Rod Boll

Personal information
- Born: 9 July 1952 Fillmore, Saskatchewan, Canada
- Died: 28 January 2021 (aged 68)

Sport
- Sport: Sports shooting

= Rod Boll =

Canadian sports shooter (1952–2021)

Rod Boll (9 July 1952 - 28 January 2021) was a Canadian sports shooter. He competed in the men's double trap event at the 1996 Summer Olympics. Boll also competed at two editions of the Pan American Games, and won more than twenty titles during his career. He was posthumously inducted into the Saskatchewan Sports Hall of Fame.

==Biography==
Boll was born in Fillmore, Saskatchewan in 1952. He was brought up on a farm and began trap shooting when he was 16, winning a junior title in 1970.

At the 1996 Summer Olympics in Atlanta, Boll competed in the men's double trap event, where he finished in 19th place.

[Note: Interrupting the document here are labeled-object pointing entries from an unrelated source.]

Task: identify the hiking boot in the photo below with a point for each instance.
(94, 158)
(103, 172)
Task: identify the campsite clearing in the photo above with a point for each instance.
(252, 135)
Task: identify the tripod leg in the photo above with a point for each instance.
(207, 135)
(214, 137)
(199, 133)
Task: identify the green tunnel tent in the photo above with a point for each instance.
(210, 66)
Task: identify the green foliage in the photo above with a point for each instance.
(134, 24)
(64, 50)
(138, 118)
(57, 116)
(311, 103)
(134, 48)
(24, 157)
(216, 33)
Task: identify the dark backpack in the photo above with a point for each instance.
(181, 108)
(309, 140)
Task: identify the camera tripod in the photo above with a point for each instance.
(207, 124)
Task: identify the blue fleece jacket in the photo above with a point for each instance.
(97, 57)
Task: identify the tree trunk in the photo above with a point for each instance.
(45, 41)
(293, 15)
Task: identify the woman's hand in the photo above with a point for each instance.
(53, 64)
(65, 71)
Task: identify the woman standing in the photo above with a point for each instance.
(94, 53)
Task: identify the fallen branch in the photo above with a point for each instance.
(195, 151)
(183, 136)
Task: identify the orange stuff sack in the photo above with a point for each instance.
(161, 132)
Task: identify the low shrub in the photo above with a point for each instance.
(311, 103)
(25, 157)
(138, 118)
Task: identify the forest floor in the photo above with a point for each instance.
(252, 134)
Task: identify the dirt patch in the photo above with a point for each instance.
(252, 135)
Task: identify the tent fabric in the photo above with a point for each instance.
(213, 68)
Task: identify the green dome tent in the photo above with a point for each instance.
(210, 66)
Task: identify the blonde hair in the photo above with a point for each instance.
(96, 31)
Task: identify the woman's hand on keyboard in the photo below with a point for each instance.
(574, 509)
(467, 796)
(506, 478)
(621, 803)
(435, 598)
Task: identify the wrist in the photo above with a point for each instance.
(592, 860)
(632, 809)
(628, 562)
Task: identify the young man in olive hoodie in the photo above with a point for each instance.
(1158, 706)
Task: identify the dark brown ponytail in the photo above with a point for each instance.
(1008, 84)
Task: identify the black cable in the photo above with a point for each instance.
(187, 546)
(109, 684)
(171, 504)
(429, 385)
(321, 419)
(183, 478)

Boll competed at the 1995 Pan American Games and the 2003 Pan American Games, where he won gold in 1995 in the double trap team event.

During his life, Boll won more than twenty provincial and national shooting titles. His last title came in 2019, before he died of a heart attack in January 2021. Four months after his death, he was inducted into the Saskatchewan Sports Hall of Fame. His son, Kahl, is also a trap shooter.